Researcher Gerry Wright, left, and postdoctoral fellow Manoj Jangra hold a 3D-printed model of lariocidin, the new antibiotic they discovered together. Credit: Georgia Kirkos, McMaster University

Lariocidin, with its unique structure and novel mode of action, could represent a significant breakthrough in the race to find effective solutions to antimicrobial resistance.

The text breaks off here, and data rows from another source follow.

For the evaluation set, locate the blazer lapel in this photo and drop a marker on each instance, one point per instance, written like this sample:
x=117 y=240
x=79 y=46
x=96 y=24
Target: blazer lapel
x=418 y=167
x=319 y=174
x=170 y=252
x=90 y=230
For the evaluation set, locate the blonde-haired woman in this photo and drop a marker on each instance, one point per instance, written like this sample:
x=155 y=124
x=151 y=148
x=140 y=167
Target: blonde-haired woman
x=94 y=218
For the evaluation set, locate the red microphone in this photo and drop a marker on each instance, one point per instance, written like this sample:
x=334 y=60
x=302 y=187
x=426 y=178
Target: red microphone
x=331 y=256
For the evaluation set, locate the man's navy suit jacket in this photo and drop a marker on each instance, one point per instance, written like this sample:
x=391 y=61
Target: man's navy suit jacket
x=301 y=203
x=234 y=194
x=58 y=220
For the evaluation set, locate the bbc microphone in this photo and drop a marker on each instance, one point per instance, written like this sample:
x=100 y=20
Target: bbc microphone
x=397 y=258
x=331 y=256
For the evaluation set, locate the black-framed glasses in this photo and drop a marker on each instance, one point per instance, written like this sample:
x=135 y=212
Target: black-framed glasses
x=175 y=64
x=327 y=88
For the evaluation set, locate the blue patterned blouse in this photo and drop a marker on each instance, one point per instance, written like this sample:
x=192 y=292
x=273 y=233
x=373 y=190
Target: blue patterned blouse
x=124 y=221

Now, the scientists face the challenge of scaling up the molecule and refining it so that it can become a viable drug for clinical use. Because it is naturally made by bacteria, this will require significant time and resources, but the team is confident that with the right tweaks, lariocidin could open a new chapter in the fight against superbugs.

READ MORE:

A broad-spectrum lasso peptide antibiotic targeting the bacterial ribosome

Manoj Jangra, Dmitrii Y. Travin, Elena V. Aleksandrova, Manpreet Kaur, Lena Darwish, Kalinka Koteva, Dorota Klepacki, Wenliang Wang, Maya Tiffany, Akosiererem Sokaribo, Brian K. Coombes, Nora Vázquez-Laslop, Yury S. Polikanov, Alexander S. Mankin, and Gerard D. Wright

Nature. 640, pages 1022–1030 (2025)

DOI: 10.1038/s41586-025-08723-7

Abstract:

Lasso peptides (biologically active molecules with a distinct structurally constrained knotted fold) are natural products that belong to the class of ribosomally synthesized and post-translationally modified peptides1,2,3. Lasso peptides act on several bacterial targets4,5, but none have been reported to inhibit the ribosome, one of the main targets of antibiotics in the bacterial cell6,7. Here we report the identification and characterization of the lasso peptide antibiotic lariocidin and its internally cyclized derivative lariocidin B, produced by Paenibacillus sp. M2, which has broad-spectrum activity against a range of bacterial pathogens. We show that lariocidins inhibit bacterial growth by binding to the ribosome and interfering with protein synthesis. Structural, genetic and biochemical data show that lariocidins bind at a unique site in the small ribosomal subunit, where they interact with the 16S ribosomal RNA and aminoacyl-tRNA, inhibiting translocation and inducing miscoding. Lariocidin is unaffected by common resistance mechanisms, has a low propensity for generating spontaneous resistance, shows no toxicity to human cells, and has potent in vivo activity in a mouse model of Acinetobacter baumannii infection. Our identification of ribosome-targeting lasso peptides uncovers new routes towards the discovery of alternative protein-synthesis inhibitors and offers a novel chemical scaffold for the development of much-needed antibacterial drugs.